1. Use native HTTP clients instead of shell commands
Replace shell-based validation with Buffalo’s built-in HTTP client or standard libraries. This removes the shell as an interpreter layer:
import "net/http"
func validateToken(token string) error {
req, err := http.NewRequest("GET", "https://auth.example.com/validate", nil)
if err != nil {
return err
}
req.Header.Set("Authorization", "Bearer "+token)
client := &http.Client{}
resp, err := client.Do(req)
if err != nil {
return err
}
defer resp.Body.Close()
if resp.StatusCode != http.StatusOK {
return fmt.Errorf("invalid token")
}
return nil
}
2. Sanitize and strictly scope environment variables
If shell commands are unavoidable, sanitize and scope environment variables explicitly. Do not concatenate tokens into command strings. Instead, pass tokens as environment variables without shell interpolation:
cmd := exec.CommandContext(ctx, "your-binary")

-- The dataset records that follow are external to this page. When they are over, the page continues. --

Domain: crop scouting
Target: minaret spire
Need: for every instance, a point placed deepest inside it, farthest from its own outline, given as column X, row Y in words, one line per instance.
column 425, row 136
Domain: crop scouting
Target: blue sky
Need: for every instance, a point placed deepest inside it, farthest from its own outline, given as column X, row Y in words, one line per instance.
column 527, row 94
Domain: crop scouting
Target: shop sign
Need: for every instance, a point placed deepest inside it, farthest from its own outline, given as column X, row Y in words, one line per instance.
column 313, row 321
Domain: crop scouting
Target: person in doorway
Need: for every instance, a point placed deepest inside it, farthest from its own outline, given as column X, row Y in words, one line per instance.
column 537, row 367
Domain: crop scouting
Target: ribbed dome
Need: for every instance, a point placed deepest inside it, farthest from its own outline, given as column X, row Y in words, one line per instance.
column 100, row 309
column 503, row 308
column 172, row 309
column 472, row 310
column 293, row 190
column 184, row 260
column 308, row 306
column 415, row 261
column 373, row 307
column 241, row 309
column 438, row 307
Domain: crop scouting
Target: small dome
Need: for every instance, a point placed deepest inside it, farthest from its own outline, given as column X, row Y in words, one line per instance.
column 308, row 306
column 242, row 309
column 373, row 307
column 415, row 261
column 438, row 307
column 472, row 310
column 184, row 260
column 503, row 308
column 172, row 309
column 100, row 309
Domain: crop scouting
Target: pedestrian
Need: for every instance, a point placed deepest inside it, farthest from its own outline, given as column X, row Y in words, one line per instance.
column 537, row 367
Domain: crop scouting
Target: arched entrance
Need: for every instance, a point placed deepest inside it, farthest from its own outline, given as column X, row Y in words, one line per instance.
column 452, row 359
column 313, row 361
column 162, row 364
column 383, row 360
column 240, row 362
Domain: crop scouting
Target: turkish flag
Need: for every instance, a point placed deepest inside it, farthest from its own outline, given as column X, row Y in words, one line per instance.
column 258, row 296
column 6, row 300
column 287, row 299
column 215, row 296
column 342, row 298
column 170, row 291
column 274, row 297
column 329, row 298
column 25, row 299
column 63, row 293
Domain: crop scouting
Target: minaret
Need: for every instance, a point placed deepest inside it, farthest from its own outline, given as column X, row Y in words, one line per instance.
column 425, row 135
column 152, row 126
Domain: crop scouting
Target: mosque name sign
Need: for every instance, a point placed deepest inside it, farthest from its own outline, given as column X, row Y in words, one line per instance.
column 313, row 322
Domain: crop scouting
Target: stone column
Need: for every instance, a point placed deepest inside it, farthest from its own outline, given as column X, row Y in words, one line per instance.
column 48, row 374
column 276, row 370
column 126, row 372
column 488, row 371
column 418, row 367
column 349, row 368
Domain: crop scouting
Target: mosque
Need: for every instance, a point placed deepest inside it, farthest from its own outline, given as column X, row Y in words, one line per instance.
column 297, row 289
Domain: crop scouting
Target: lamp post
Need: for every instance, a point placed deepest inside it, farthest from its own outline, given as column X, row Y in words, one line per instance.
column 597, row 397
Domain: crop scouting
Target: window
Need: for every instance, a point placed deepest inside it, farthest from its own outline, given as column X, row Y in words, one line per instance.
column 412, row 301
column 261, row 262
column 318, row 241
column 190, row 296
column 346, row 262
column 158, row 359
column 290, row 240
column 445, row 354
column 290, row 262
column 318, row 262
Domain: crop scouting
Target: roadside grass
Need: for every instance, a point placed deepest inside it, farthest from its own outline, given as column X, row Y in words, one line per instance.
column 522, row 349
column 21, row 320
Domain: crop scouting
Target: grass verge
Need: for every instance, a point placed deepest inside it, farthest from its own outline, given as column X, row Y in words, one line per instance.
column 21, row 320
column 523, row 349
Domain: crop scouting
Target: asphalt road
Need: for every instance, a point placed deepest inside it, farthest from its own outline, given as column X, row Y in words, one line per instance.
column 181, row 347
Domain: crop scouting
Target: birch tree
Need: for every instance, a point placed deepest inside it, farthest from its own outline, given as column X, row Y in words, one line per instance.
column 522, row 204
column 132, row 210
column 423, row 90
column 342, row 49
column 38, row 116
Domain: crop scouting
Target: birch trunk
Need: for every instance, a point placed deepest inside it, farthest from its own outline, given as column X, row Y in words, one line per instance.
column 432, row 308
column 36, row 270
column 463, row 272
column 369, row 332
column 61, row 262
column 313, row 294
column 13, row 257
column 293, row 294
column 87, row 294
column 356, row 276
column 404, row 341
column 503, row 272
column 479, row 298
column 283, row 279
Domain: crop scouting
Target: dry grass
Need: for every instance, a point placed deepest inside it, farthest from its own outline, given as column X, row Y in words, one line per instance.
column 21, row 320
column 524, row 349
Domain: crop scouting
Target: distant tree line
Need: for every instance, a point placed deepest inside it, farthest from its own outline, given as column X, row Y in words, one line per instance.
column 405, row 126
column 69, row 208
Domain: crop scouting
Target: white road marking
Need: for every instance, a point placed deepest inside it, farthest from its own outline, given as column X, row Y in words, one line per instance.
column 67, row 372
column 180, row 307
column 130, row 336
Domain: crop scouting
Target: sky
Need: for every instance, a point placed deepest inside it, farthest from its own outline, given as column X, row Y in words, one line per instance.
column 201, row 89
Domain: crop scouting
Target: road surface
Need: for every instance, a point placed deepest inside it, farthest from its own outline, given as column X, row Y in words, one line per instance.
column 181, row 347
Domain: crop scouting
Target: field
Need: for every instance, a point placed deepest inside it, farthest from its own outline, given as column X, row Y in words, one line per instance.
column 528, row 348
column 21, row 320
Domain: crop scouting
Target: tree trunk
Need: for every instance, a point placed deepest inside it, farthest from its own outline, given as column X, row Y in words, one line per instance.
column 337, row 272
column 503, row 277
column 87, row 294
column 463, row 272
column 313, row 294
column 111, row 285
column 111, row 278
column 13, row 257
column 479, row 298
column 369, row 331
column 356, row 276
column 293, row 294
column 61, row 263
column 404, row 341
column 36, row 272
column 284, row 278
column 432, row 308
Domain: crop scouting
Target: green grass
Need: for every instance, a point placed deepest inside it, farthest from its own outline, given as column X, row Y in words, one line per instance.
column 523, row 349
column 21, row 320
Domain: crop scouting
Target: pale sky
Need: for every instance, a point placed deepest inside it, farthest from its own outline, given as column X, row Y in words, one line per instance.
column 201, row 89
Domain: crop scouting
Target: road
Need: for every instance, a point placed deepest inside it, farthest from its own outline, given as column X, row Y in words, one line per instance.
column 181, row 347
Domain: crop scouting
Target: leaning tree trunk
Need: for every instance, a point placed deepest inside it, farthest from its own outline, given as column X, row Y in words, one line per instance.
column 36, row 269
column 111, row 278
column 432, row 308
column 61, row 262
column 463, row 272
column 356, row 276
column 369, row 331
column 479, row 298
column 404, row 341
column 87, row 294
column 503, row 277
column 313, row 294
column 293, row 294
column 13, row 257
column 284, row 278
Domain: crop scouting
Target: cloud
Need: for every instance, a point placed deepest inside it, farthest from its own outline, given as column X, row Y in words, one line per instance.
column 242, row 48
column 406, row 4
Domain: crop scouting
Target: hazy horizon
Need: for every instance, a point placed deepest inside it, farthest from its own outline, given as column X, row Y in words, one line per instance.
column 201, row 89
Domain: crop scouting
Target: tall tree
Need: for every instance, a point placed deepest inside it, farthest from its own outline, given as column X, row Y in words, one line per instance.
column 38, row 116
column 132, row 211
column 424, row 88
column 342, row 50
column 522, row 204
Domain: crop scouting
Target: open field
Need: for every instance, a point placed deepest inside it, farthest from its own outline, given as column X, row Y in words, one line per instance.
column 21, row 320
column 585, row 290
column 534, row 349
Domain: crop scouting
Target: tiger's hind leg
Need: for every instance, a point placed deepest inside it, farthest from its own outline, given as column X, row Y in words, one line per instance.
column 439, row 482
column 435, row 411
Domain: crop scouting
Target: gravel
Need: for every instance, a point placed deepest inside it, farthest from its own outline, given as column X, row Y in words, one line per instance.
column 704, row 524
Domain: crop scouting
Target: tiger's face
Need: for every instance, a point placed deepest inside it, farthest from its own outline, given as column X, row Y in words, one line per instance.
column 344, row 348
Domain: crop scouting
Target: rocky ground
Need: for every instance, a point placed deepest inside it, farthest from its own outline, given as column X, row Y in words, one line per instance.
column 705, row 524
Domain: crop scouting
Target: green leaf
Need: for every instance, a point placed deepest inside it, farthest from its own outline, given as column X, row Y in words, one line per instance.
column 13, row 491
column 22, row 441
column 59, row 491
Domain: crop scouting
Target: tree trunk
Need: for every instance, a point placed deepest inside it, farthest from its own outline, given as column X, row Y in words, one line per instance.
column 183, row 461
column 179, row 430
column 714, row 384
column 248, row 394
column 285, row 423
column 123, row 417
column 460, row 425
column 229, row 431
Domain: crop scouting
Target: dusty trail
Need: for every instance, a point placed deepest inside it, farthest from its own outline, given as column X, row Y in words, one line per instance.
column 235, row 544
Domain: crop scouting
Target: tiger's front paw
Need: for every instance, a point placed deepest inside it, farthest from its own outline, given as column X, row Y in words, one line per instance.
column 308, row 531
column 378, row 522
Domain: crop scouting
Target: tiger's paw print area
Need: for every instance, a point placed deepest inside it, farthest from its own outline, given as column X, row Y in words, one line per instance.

cmd.Env = []string{"TOKEN=" + sanitize(token)} // sanitize removes shell metacharacters
output, err := cmd.Output()
// handle error and output
Define sanitize to reject characters like $, `, ;, &, and ensure no function exports are constructed from token content.
3. Avoid Bash for token-related operations
Prefer cross-language tools that do not invoke Bash. For example, use curl via a Go HTTP library rather than calling bash -c "curl ...". If you must use shell utilities, specify the full path and disable shell features:
cmd := exec.Command("/usr/bin/curl", "-s", "-H", "Authorization: Bearer "+token, "https://auth.example.com/validate")
output, err := cmd.Output()
if err != nil {
return err
}
// process output
4. Validate token format before use
Enforce a strict token format (e.g., base64url without shell-sensitive characters) before using it in any context that might eventually reach Bash:
func isValidToken(token string) bool {
matched, _ := regexp.MatchString(`^[A-Za-z0-9\-_=]+\.[A-Za-z0-9\-_=]+\.?[A-Za-z0-9\-_.+/=]*$`, token)
return matched
}
Reject tokens containing spaces, quotes, semicolons, or command operators. Combine this with logging and monitoring to detect probing attempts that may indicate Shellshock reconnaissance.
5. Secure logging and error handling
Ensure tokens are not reflected in logs or error messages that could be exposed to attackers. Redact the token value before writing to logs:
log.Printf("auth check for user %s", userID) // do not log the token
// instead of log.Printf("token: %s", token)
This reduces the risk of accidental exposure through logs that might be processed by shell scripts or external tools using Bash.